Around 1720, many manifestations of satire, which warn of the danger of the speculation virus from England and France, are published. Here, a Delft blue ‘crisis plate’ is depicted.

The highlight of the satire on the wind trade was ‘Het Groote Tafereel der Dwaasheid’ (The Great Picture of Folly), a compilation album of pamphlets, poems, business plans, and prints, such as this print that mocks the wind companies’ trade in shares (‘actien’).

Eventually, ‘wind companies’ were also established in Dutch provincial towns. Unlike in England, they remained limited in number, and, in addition, it turned out not all of them were unrealistic in the long run. One of them, Stad Rotterdam, still exists as part of insurance group ASR . Here, a 1720 option contract of Stad Rotterdam is depicted.
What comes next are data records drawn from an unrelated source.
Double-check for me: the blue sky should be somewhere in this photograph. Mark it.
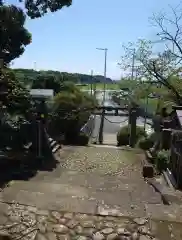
[10,0,179,79]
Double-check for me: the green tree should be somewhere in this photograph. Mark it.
[0,69,31,116]
[49,83,97,142]
[0,5,31,66]
[0,0,72,19]
[118,3,182,104]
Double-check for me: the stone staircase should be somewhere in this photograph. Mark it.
[0,144,182,225]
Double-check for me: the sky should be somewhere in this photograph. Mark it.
[9,0,180,80]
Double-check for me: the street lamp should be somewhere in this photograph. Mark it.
[96,48,108,105]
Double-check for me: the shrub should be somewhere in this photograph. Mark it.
[155,150,169,173]
[137,133,155,150]
[117,125,147,146]
[48,84,97,144]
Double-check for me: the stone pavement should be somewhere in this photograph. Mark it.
[0,147,182,240]
[0,203,182,240]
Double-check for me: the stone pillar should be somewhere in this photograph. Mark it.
[129,109,137,147]
[160,128,172,150]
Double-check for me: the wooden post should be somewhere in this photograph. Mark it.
[129,109,137,148]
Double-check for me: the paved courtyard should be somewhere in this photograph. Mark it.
[0,146,182,240]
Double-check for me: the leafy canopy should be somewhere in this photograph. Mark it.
[0,5,31,66]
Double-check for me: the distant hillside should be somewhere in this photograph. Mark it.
[13,68,112,84]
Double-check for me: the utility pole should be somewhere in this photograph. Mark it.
[97,48,108,144]
[131,48,135,80]
[90,70,93,96]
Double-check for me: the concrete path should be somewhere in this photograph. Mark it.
[0,146,182,240]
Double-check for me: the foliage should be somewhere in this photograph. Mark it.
[14,69,112,89]
[117,125,146,146]
[32,75,61,94]
[120,5,182,105]
[0,69,31,116]
[0,69,32,150]
[137,133,155,150]
[0,5,31,66]
[155,150,170,173]
[49,83,97,143]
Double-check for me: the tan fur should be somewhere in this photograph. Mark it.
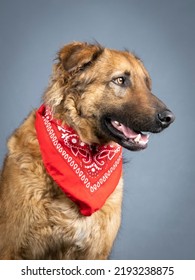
[0,42,174,259]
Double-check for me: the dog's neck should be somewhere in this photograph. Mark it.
[35,105,122,215]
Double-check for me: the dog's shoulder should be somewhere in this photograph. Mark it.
[7,110,40,156]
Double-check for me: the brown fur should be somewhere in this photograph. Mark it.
[0,43,174,259]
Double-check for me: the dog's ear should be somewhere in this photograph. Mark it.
[58,42,104,73]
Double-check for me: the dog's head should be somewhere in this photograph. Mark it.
[44,42,174,150]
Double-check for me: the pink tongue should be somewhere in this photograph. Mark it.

On October 5, 1720, the bubble in the Netherlands bursts. Small investors suffer the biggest financial setback. In anger, they storm the center of the wind trade in Amsterdam: a coffee house near the Dam square.
The Wind Trade Crisis
Around 1720, France and Great Britain faced large deficits. To improve the miserable position of their Treasury, debt certificates were exchanged for shares of semi-public companies. In France, it was the Mississippi Company, and in Great Britain, it was the South Sea Company. In exchange for taking over the government debt, these companies received trading monopolies.
Until that time, it were mainly the shares of serious companies such as the Dutch East India Company and the West Indian Company, that circulated in the Netherlands. Amsterdam, the financial center, did not want to have anything to do with new, vague funds. The South Sea Company did have a listing in Amsterdam, but that was all. A development similar to the one in Great Britain – where, on top of everything, fake public limited companies (‘Wind Companies’) got listings – was impeded in Amsterdam.
Smaller Dutch cities were less diffident. It often occurred that shares were issued from companies of which it was completely unclear what they were aiming for. However, investors saw a chance for profit and got involved en masse, which resulted in price explosions. In Great Britain, the South Sea Company showed a price increase of 800% in six months, and Dutch funds increased with it. The collapse of the South Sea Company ushered in the end of the wind trade. The prices of the companies plummeted and most of them ceased to exist.
In the Netherlands, this first international securities crisis was merely an incident. The repellent attitude that Amsterdam, the international financial center, adopted from the start, as well as a highly developed financial system ensured that the consequences of wind trade remained limited in the Netherlands. In France and Great Britain, however, the Wind Trade Crisis led to an enduring national disruption.